One of the reasons I love urban fantasy is the unique twist that each author employs to build a believable world where supernatural creatures exist in tandem with humans. Davis’s take is that, in our world today, there could be communities filled with supernatural beings unbeknownst to the humans residing there. The only people who “need to know” are certain public servants and the occasional spouse. Dean lived his entire life completely unaware of the existence of Unusuals until he was assigned to treat them.

Davis created an awesome opportunity to highlight how a population other than the majority can be marginalized by systems that do not understand them. In fact, one of Dean’s major hurdles to doing his job well at Station U is his tendency to get caught up in figuring out what each Unusual he encounters on a call actually is instead of figuring out how to help them. Is it necessary to know that the man with the terrible allergic reaction to body glitter is a vampire to know how to treat him? Or that the severely dehydrated woman is a water nymph? Not particularly. You probably want to be aware that the man with the dangerously low blood sugar is a werewolf who often loses his control when his blood glucose drops, but it isn’t necessary to know that you treat the low blood sugar by getting him to consume carbohydrates or by starting him on dextrose.

Dean struggles to see beyond the differences between himself and his patients, despite the fact that his mentor and every other co-worker at Station U stresses the similarities. It’s one of his more annoying traits. The book is entirely from Dean’s perspective, so it doesn’t portray him as problematic, but it does seem to encourage taking the time to learn about something new before passing judgment.

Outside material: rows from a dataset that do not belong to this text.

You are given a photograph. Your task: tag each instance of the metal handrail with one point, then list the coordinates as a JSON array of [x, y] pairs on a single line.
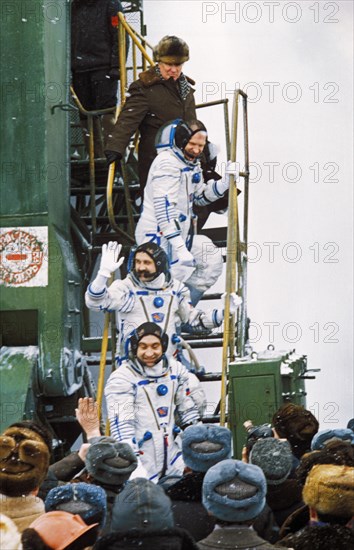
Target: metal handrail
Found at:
[[233, 245]]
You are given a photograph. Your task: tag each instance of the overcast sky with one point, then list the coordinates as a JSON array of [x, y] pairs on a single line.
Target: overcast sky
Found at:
[[294, 59]]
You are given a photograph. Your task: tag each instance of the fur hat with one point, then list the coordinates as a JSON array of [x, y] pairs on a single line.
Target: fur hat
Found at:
[[87, 500], [60, 529], [203, 445], [274, 457], [24, 461], [141, 505], [296, 424], [234, 491], [171, 49], [10, 538], [329, 489], [321, 438], [109, 461]]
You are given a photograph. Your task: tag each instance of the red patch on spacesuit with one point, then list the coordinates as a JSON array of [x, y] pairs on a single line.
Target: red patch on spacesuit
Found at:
[[114, 20], [162, 411], [157, 317]]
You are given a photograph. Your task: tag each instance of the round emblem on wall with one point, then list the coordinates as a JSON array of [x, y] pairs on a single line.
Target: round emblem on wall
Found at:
[[21, 256]]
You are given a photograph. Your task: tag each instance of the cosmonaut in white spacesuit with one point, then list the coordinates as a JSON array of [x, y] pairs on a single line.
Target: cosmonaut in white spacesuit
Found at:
[[142, 397], [148, 293], [175, 183]]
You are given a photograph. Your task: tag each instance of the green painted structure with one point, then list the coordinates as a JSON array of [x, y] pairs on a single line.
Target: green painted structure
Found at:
[[35, 191], [259, 386]]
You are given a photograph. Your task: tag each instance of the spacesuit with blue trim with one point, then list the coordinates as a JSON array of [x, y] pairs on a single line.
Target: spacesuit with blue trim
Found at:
[[142, 400], [175, 183], [162, 300]]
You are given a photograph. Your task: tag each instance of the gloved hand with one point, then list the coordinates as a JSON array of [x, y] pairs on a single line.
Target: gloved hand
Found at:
[[113, 156], [185, 258], [114, 74], [231, 168], [110, 260]]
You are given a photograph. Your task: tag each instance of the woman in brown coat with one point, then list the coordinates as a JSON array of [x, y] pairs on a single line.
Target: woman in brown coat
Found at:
[[161, 93]]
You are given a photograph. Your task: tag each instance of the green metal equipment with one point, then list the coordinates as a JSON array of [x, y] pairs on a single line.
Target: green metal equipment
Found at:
[[259, 385]]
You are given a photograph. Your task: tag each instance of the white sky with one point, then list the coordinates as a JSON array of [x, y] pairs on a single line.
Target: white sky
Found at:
[[295, 60]]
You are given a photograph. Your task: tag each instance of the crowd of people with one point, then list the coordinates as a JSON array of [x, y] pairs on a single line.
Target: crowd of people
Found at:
[[293, 488]]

Speaking of annoying things! Let’s talk about the writing for a minute. It was glaringly obvious from the prologue that Davis has worked in the medical field – the author bio at the end said he’s a “nationally recognized medical educator.” The medical terminology and treatment is accurate throughout the book – that’s not what irks me. The annoyance can be divided into a couple of different parts: 

1) The narration is needlessly technical throughout the book. This is a simple example, but why do you continuously call it blood glucose when colloquially it could be referred to as blood sugar? Honestly, that wouldn’t have bothered me if Davis hadn’t used “blood glucose” several times in the same paragraph. That’s the beauty of language: You. Can. Change. It. Up.

2) It gets irritatingly repetitive. I get that every time a paramedic arrives at a call, they go through the same steps to prepare to treat a person. BUT YOU DON’T HAVE TO WALK ME THROUGH IT IN DETAIL EVERY SINGLE TIME. That is aside from the redundant nature of stating the exact same technical language and phrasing over and over again. There are unique interactions with the Unusuals, but very little fun.

3) It is pounded into Dean’s head (and thus, the reader’s) that, except for rare cases, every Unusual should be treated the same as a human. I would have appreciated more commentary on the differences, though. Make it interesting for the reader and show one of those rare cases! I got so very tired of reading Dean’s partner say, “How would you treat this if the patient was human? DO THAT!” I think partially because I was sick of Dean’s resistance to accepting this new information about the world he lives in. The guy is supposed to be in the medical field and science is all about change! Get. Over. It. Already!

By the end of this book, I had a hard time accepting the story as fantasy. Yes, there were supernatural characters kept secret from the humans. But the emphasis was overwhelmingly on the mundane similarities and I was just…bored. Plus, there was very little relationship-building that took place between the Dean and other characters of the book. The overarching plot seemed to be entirely focused on whether Dean would continue to work at Station U. Davis focused so hard on the technical aspects of Dean’s job that all the dude did was work, occasionally grab food at a diner, and sleep.

Anyway, Extreme Medical Services is the first in a series I will not be continuing to read further. Book one read too much like a book someone might recommend to a new EMT to give them an idea of what a job in their field will look like.